University of Pittsburgh
December 6, 2012

Pitt Faculty Expert Available to Comment on Defense of Marriage Act Cases Before U.S. Supreme Court

Contact:  412-624-4147

PITTSBURGH—Following their private conference last Friday, the justices of the U.S. Supreme Court were expected to announce whether the Court would review this term cases involving same-sex marriage. Thus far, the Court has remained silent while 10 petitions for Supreme Court review challenge three separate laws that together (1) deny federal benefits to same-sex spouses, (2) limit marriage to a man and a woman, and (3) withhold state employee benefits from domestic partners. 


University of Pittsburgh Professor of Law and Associate Dean for Academic Affairs Anthony C. Infantiis available to comment on one of the laws that is being challenged in two of the pending petitions (Windsor v. United States and Bipartisan Legal Advisory Group of the United States House of Representatives v. Gill). That law is Section 3 of the Defense of Marriage Act, which provides, "In determining the meaning of any Act of Congress, or of any ruling, regulation, or interpretation of the various administrative bureaus and agencies of the United States, the word 'marriage' means only a legal union between one man and one woman as husband and wife, and the word 'spouse' refers only to a person of the opposite sex who is a husband or a wife." 

"Some of the important issues that the Supreme Court may consider in Windsor and Gill include whether sexual-orientation-based classifications are subject to heightened court scrutiny and whether Section 3 of the Defense of Marriage Act violates the Equal Protection Clause of the Fourteenth Amendment to the U.S. Constitution," said Infanti. "In addition, since Section 3 applies only to federal law and neither Windsor nor Gill involves challenges to Section 2—which applies to the states—there also are important ancillary questions that the federal government will face if the Court strikes down Section 3 as unconstitutional. These questions revolve around the circumstances under which same-sex marriages will be legally recognized for purposes of federal law."

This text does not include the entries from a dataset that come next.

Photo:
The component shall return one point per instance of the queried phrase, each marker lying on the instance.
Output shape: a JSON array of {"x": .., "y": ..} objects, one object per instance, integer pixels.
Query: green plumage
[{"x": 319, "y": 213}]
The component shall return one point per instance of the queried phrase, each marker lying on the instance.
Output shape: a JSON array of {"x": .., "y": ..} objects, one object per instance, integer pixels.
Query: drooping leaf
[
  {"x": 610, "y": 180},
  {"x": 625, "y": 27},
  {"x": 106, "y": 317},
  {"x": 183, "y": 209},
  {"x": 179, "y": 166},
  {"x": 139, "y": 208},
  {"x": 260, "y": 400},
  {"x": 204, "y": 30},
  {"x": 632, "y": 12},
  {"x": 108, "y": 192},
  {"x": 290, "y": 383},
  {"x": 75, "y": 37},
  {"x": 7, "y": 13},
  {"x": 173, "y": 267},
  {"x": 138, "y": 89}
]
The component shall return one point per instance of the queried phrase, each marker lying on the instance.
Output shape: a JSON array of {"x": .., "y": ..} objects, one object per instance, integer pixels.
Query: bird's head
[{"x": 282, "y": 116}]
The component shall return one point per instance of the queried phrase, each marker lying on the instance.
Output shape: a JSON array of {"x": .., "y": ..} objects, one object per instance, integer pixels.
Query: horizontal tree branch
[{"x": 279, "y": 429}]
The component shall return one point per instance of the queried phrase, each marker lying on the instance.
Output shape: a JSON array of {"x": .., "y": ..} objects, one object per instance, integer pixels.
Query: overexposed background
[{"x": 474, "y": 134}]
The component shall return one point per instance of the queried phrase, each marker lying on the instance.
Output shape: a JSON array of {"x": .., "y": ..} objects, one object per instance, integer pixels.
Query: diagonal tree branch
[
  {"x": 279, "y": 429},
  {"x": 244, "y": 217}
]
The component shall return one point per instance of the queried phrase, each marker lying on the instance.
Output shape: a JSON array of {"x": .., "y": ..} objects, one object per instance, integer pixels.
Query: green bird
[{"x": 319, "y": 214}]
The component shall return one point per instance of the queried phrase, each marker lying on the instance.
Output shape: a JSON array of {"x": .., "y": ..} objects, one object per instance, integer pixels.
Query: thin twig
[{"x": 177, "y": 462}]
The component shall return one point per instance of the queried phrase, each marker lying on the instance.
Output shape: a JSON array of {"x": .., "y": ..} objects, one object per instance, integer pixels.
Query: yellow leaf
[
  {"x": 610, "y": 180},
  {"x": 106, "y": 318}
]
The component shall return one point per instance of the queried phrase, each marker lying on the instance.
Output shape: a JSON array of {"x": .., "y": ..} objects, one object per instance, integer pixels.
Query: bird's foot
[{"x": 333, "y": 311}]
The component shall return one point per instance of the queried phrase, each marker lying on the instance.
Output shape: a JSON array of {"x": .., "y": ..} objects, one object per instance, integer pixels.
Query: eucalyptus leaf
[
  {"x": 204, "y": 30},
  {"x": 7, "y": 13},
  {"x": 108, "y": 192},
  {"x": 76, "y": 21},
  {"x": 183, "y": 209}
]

Infanti offered some examples. If a Pennsylvania same-sex couple was married in a state that legally recognizes same-sex marriages, would the federal government now recognize that marriage for purposes of federal law or would it follow Pennsylvania law and continue to deny legal recognition to the marriage? What about states that don't legally recognize same-sex marriages but do recognize civil unions or domestic partnerships that are intended to be the equivalent of marriage? Would those legal relationships now be treated as marriages for purposes of federal law? 

Infanti's scholarly work has largely addressed the impact of the tax system on traditionally subordinated groups. Another name for this area is critical tax theory. Infanti's work in the area of critical tax theory focuses particularly on the application of the tax laws to lesbians and gay men. 

Infanti's articles have been published in such scholarly publications as the Utah Law Review, theFlorida Tax Review, the Columbia Journal of Gender and Law, the Michigan Journal of Gender and Law, and Unbound: The Harvard Journal of the Legal Left.

The author of Everyday Law for Gays and Lesbians (and Those Who Care About Them) (Paradigm Publishers, 2007) and the coeditor of Critical Tax Theory: An Introduction (Cambridge University Press, 2009), Infanti is well situated to comment on the Defense of Marriage Act and related issues.

Infanti's teaching areas at Pitt's School of Law include federal income taxation, partnership tax, estate and gift tax, and international tax, among others. Infanti earned a Bachelor of Arts degree at Drew University, a Juris Doctor degree at the University of California, Berkeley, and a Master of Laws degree in taxation at New York University School of Law.